On peut le faire mais ça va vous coûter un bras : c’est grosso modo ce que s’entend répondre le Kremlin, lorsqu’il cherche à se procurer du matériel dont l’exportation en Russie est prohibée par les sanctions internationales. Entre 2021 et 2024, le prix des composants sensibles exportés de la Chine vers la Russie a augmenté de 87%, dévoile une étude du Bank of Finland Institute for Emerging Economies (Bofit).

« L’invasion russe [de l’Ukraine] et les sanctions qui ont suivi ont provoqué un choc notable sur le commerce au printemps 2022, indique-t-elle. La valeur des exportations mondiales vers la Russie a fortement diminué, les produits sanctionnés subissant une baisse plus marquée que les produits non sanctionnés. Après quelques mois, la valeur des exportations, qu’elles soient sanctionnées ou non, a [amorcé un rattrapage]. »

Mauvaise affaire

Au niveau mondial, les prix des biens soumis aux sanctions internationales importés par la Russie ont flambé de façon bien plus conséquente (+ 75 %) que ceux des autres biens (+ 0,2 %). En Chine, ceux-ci ont explosé encore davantage (+ 87 %), contre 9 % pour les produits non-sanctionnés. En Turquie, un autre fournisseur de Moscou, les biens soumis à des contrôles d’exportation ont vu leurs prix augmenté de + 25% à + 55%.

« Un haut responsable occidental chargé des sanctions a déclaré au Financial Times que, même s’ils souhaiteraient voir le complexe militaro-industriel russe « coupé » de ses fournisseurs, le fait que les entreprises chinoises « les arnaquent » constituait un « résultat plutôt positif », indique le quotidien britannique. « Si vous augmentez le prix d’un bien de 80 %, vous réduisez presque de moitié ce qu’ils peuvent réellement acheter. » »

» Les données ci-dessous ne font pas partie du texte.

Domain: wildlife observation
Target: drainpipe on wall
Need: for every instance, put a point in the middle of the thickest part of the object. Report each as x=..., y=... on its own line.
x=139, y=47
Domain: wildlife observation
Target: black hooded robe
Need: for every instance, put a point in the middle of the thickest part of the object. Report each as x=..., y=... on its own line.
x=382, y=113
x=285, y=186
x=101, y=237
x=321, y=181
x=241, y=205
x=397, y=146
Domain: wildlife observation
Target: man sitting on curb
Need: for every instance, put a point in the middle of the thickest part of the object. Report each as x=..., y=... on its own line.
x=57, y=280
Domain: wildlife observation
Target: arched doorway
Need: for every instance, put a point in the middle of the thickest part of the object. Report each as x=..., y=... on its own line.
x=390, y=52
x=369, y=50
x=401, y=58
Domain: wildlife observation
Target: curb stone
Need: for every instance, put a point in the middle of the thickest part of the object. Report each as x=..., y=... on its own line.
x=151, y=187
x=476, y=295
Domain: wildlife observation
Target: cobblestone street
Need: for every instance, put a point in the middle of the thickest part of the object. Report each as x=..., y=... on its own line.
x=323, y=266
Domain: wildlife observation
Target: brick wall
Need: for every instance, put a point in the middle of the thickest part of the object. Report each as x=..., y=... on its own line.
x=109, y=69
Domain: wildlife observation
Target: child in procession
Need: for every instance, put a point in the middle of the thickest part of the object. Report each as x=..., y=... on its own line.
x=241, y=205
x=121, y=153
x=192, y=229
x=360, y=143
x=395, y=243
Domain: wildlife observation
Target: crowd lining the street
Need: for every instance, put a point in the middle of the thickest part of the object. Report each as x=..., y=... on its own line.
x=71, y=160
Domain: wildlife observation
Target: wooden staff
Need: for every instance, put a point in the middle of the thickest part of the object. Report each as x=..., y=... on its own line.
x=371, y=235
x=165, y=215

Par exemple, les roulements à billes ont été ciblés par les sanctions européennes. En 2021, leurs exportations de la Chine vers la Russie atteignaient 26 millions de dollars. En 2024, leur valeur avait certes grimpé à 45,8 millions de dollars (+ 76 %), mais leur volume avait décliné de 13 %. Cela signifie que le prix unitaire des roulements à billes à doublé entre 2021 et 2024. Et c’est encore pire pour les roulements à billes coniques, dont le coût unitaire a quadruplé en trois ans.

Les sanctions fonctionnent

« Nous avons démontré que les prix unitaires des importations russes ont augmenté, parfois de façon spectaculaire, depuis l’instauration des sanctions économiques en réponse à l’invasion de l’Ukraine, conclut le Bofit. Cela concerne particulièrement les biens à double usage et les produits de haute technologie visés par les sanctions de l’Union européenne et d’autres pays. Ce constat est particulièrement pertinent pour la Chine, devenue le principal partenaire commercial de la Russie. »

Ce n’est pas pour rien qu’à chaque négociation avec l’Ukraine, Vladimir Poutine exige la fin des sanctions. La Russie paie beaucoup plus cher pour importer certains composants, maintenant qu’ils sont soumis à des contrôle d’exportations, et elle ne peut plus en acheter autant qu’avant. Son accès à ces biens sensibles a donc été entravé, ce qui démontre que les sanctions remplissent leur fonction : pourrir la vie du Kremlin.